Porteños love my tattoo. Not a week passes without someone commenting on, asking about, or staring at it. Just today I caught a gringo on a bus eyeing my arm. This has meant I have had to learn to explain it in Spanish. I’m able to do this relatively well, although it is considerably easier to explain its history in my own tongue. My description here in Buenos Aires goes something like this: “Es un diagrama que viene de un texto de la lingüística por Ferdinand de Saussure. Indica la distancia entre lo que decimos o escribimos y lo que queremos decir.”

This usually works, though I’ve been asked to further explain, which I do, usually by giving an example. Like this: “Cuando decimos ‘perro,’ hay una distancia conceptual entre la palabra y el perro de que estamos hablando. La palabra y la cosa no son nunca la misma cosa.”

I can’t say that Saussure would be particularly pleased with my interpretation, but surely he would have understood the attempt. The point is this: the tattoo is the best conversation starter I’ve had throughout my stay here. It is the easiest way to meet a stranger, to talk to someone new. It also serves as a marker of who I am. The fishmonger down the block remembers me because of it, so does the jeweler at the closest ferria. Even the girl who works at the university coffee shop remembers me as “la chica con el tatuaje genial.” She goes straight for the espresso machine to make my café con leche.

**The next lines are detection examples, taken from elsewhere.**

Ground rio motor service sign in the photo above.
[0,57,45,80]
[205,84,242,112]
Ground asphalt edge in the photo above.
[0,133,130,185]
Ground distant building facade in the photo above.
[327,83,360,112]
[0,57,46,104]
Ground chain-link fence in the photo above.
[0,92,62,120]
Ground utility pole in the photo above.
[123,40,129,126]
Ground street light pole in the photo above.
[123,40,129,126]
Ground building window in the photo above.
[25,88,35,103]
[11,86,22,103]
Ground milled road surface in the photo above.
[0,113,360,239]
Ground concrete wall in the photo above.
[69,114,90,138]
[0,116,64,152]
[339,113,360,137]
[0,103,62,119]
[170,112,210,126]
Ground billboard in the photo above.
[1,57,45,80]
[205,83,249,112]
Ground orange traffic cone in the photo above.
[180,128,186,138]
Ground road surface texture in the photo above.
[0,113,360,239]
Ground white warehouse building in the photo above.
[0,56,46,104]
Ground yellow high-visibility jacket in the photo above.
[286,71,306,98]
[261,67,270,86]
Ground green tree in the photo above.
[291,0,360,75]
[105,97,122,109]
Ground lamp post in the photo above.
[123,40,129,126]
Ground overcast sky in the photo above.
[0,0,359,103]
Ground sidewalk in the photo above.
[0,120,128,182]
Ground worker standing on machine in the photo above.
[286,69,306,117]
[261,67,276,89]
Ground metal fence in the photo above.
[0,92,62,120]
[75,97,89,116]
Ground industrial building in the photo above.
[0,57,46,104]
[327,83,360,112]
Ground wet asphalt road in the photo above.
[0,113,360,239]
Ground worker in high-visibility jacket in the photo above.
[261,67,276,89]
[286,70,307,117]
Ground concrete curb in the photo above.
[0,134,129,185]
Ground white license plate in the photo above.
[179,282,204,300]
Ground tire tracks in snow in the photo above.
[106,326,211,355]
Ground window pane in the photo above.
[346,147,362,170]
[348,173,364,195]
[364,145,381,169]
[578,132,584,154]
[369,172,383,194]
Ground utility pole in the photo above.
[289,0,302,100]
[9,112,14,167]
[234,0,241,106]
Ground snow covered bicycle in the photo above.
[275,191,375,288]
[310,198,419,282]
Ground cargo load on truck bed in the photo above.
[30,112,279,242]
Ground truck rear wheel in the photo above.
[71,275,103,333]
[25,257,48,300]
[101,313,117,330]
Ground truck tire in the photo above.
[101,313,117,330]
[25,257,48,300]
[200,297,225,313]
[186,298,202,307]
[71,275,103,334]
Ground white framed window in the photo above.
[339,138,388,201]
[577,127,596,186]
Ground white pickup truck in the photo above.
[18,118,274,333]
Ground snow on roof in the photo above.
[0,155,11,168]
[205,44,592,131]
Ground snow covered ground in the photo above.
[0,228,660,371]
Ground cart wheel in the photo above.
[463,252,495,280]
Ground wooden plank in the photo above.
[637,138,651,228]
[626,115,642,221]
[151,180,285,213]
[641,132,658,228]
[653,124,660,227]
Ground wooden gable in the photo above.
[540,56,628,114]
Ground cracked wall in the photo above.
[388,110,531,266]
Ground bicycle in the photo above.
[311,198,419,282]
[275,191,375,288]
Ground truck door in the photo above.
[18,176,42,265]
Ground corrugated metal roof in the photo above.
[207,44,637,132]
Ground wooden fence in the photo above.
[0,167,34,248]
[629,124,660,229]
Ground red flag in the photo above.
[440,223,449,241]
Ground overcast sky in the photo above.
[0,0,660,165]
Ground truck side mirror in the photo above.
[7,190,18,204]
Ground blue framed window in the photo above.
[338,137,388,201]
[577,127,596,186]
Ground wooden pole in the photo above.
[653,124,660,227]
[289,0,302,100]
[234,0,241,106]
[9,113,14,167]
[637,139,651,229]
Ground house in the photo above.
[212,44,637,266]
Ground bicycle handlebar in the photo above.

This is made all the more satisfying because it is a tattoo about language, about the difficulty of saying what one means. Needless to say, I have trouble saying what I mean all the time, in any language.

Marking oneself in such a way gives your body a different sort of life. You become a text. The danger, of course, is that like all texts, you cannot control its readings, its life on the page or the arm or the screen. Your mark bears with it all kinds of meanings, many of which you might wish it did not. In the end, I suppose, this is true of all of the things we use to indicate who we are, tattoos or words or anything else. That glance from the other seems forever to read us in ways we do not read ourselves or do not wish to be read. This is a glorious thing, sometimes, and a wretched thing, sometimes.

Either way: here’s to the moments when at least the act of reading or speaking brings the word and the thing it is supposed to mean at least a little bit closer together–even if only for a moment and even if the gap between them, though mitigated, always looms. And to the moments when, if you’re lucky, you can communicate something, anything, about who you are to the people around you.